“So I draw because I want to talk to the world. And I want the world to pay attention to me.
I feel important with a pen in my hand. I might grow up to be someone important. An artist. Maybe a famous artist. Maybe a rich artist.
So I draw because I feel like it might be my only real chance to escape the reservation.
I think the world is a series of broken dams and floods, and my cartoons are tiny little lifeboats.”
—The Absolutely True Diary of a Part-time Indian, Sherman Alexie, pg. 6
I can’t tell you how many times someone my age or older has said that this 2007 juvenile fiction book is great. Even as I was checking it out, Charlie the librarian said, “This is a great book.” I was curious as to why everyone was raving about it. Needless to say, it is a great book. It balances precariously within the tone of an adolescent: alternately funny and sad, pathetic and witty, angry and giddy, afraid and lustful. Not only does it capture a teenage boy’s mind, but it also addresses the beauty and the pain of living on a reservation as a Native American in a time when all men are supposed to be equal and the cycle of destruction on the rez continues to tear lives apart. It is honest and hopeful all at the same time.

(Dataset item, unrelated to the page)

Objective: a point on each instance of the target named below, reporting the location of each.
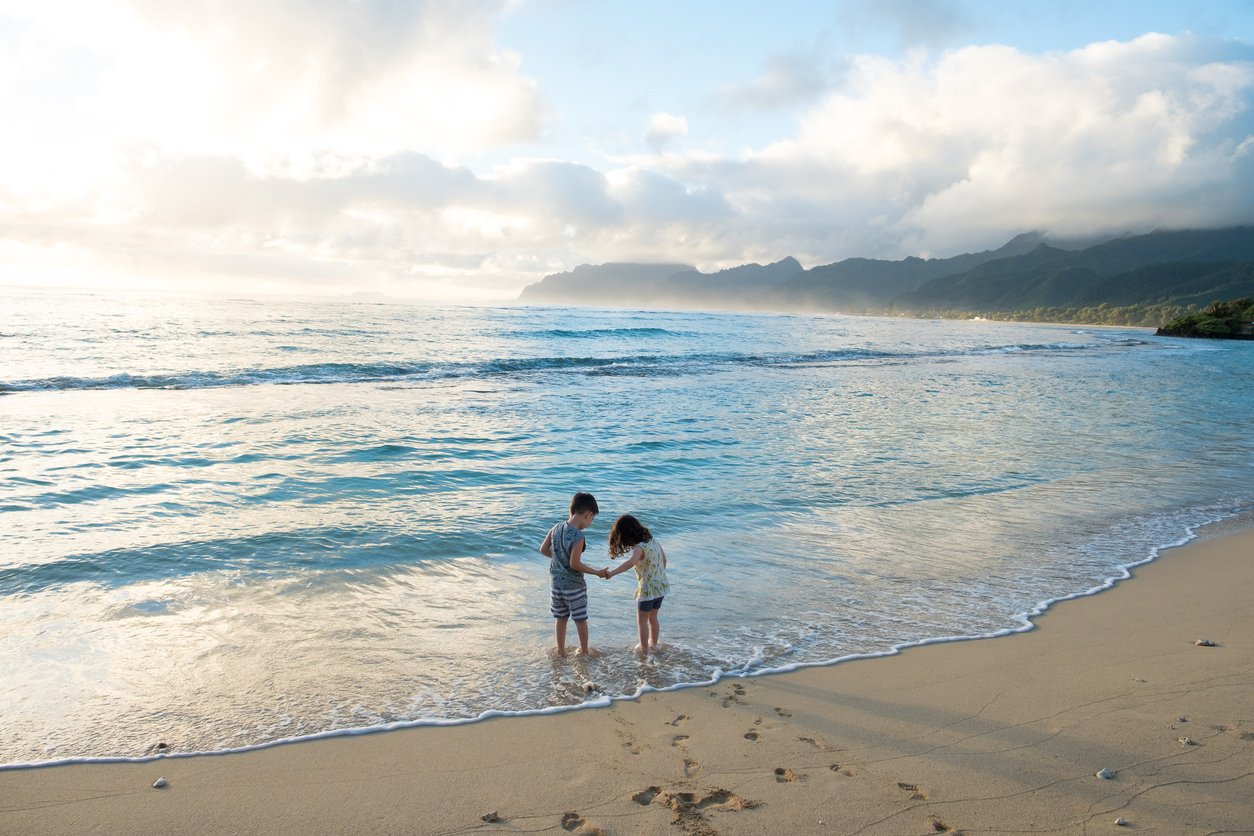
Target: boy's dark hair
(581, 503)
(626, 534)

ANYWAY (I’m into capitalization for emphasis these days), this quote from the book struck me. Junior is a cartoonist. He draws to express himself. He’s a 14-year-old Native American boy stuck on a reservation with no future in sight. And somehow, he grasps hold of hope and won’t let it go. Somehow, he feels like he is destined for more than becoming an alcoholic like his ancestors before him. All of us, we’re the same way. We want the world to listen to us – hello, Facebook/Twitter/Myspace. Even blogs show our desperation to be heard by someone outside of ourselves. We need to be able to grab onto our lifeboats, to work at the things that help us keep our heads above water. Those are the things we need to be investing our time and lives into, because we’ll need those investments when the dams break and the rains fall.
Basically, I need to get off of my butt and do something.